October 3, 2000

Tory Pledge To Re-Impose British Gay Ban Seen As Unlikely

Reinstating the ban would risk British expulsion from the Council of Europe

SANTA BARBARA, CA–Iain Duncan Smith, who will become the next Defence Secretary if the Tory party wins forthcoming elections in Britain, announced today that the new government would re-impose the military’s gay ban if service chiefs vow that homosexual soldiers have undermined military performance. Despite Duncan Smith’s claim, however, experts on the British military believe that the permanent reinstatement of the gay ban is unlikely even if the Tory party prevails.

Academic observers and military leaders report that Britain’s decision to lift its gay ban appears not to have damaged the military. Professor Christopher Dandeker, Chair of the War Studies Department at Kings College London, says that “It is too early to say what the effects of lifting the ban have been, but the reports I have heard say that so far there are few problems.” Admiral James Burnell-Nugent, the Assistant Chief of the British Navy, commented that “Although some did not welcome the change of policy, it has not caused any great difficulty.” Dandeker offered his remarks in an interview with research staff of the Center for the Study of Sexual Minorities in the Military at the University of California, Santa Barbara and Burnell-Nugent’s comments appeared in an August 31 story in the Plymouth Western Morning News.

According to Michael Codner, Deputy Director of the Royal United Services Institute, even if a Tory government re-imposes the ban, the measure likely would be temporary. Codner told the UC Santa Barbara research staff that a generational change is occurring at the top of the British forces and that he expects the next cohort of military leaders to be more supportive of gay rights. Codner says that “if the Conservatives win the next election…[re-imposing the ban] might be an issue. However, if we’re talking six or seven years down the road, the service chiefs would not advise them to re-impose the ban at that point.”

Finally, academic, military, and political observers who were contacted by the UC Santa Barbara research staff said that the re-imposition of the ban on homosexual service members would be legally difficult given recent human rights measures that have been incorporated into British law. Observers agree that the reinstatement of the ban could be seen as a challenge to the European Court of Human Rights and thus lead to Britain’s expulsion from the Council of Europe.

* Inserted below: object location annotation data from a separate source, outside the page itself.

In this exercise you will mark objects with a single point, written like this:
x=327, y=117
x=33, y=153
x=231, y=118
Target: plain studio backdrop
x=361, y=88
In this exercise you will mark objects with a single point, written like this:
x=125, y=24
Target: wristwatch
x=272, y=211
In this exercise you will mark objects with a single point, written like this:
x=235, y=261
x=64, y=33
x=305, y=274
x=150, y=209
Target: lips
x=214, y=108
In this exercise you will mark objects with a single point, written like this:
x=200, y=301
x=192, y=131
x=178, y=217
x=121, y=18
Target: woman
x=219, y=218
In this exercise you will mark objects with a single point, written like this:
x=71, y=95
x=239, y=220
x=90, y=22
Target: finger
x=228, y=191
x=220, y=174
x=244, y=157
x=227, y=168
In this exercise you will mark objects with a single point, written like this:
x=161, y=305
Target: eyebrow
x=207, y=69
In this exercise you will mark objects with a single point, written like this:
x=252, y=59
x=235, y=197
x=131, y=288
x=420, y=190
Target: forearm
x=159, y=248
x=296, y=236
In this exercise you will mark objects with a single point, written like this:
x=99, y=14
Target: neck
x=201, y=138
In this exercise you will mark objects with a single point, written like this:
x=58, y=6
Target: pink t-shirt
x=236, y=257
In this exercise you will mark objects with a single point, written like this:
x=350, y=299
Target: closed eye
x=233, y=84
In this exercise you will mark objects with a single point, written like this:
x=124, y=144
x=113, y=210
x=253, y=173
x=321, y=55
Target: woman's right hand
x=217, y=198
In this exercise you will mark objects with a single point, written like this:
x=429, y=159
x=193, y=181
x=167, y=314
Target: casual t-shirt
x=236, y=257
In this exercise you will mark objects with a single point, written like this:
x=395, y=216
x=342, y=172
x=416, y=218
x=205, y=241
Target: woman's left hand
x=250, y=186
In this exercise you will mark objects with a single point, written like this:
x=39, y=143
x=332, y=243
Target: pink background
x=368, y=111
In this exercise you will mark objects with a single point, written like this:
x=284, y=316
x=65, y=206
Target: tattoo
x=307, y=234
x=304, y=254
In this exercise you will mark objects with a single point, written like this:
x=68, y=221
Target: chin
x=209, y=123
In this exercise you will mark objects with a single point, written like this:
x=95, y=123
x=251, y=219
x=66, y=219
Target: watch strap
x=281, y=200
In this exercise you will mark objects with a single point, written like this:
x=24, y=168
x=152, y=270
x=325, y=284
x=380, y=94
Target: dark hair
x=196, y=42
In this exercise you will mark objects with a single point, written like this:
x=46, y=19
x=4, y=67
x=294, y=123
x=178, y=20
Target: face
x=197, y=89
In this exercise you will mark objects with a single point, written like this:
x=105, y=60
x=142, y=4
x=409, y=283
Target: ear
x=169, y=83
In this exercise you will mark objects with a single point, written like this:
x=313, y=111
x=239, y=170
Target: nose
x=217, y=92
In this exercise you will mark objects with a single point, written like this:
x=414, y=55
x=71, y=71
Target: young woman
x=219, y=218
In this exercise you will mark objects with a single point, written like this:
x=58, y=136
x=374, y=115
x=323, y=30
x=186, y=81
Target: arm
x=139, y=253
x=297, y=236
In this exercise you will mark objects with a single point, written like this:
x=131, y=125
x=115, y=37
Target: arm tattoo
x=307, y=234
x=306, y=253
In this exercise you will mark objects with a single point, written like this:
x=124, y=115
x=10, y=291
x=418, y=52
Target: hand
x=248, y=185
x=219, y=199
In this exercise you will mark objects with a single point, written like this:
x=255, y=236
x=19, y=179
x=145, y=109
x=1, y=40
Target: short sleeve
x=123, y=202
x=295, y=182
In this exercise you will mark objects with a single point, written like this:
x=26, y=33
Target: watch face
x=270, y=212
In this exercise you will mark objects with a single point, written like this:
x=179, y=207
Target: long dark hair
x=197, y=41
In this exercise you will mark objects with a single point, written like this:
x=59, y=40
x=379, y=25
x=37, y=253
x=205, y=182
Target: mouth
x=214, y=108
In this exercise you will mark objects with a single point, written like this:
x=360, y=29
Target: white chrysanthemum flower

Britain became the twenty third country to allow gays and lesbians to serve in the military when it lifted its gay ban in January, 2000. The policy change followed a September, 1999 ruling by the European Court of Human Rights that Britain’s ban violated the right to privacy guaranteed in Article 8 of the European Convention on Human Rights. Among the original members of NATO, only the United States and Turkey exclude gay and lesbian soldiers from the armed forces.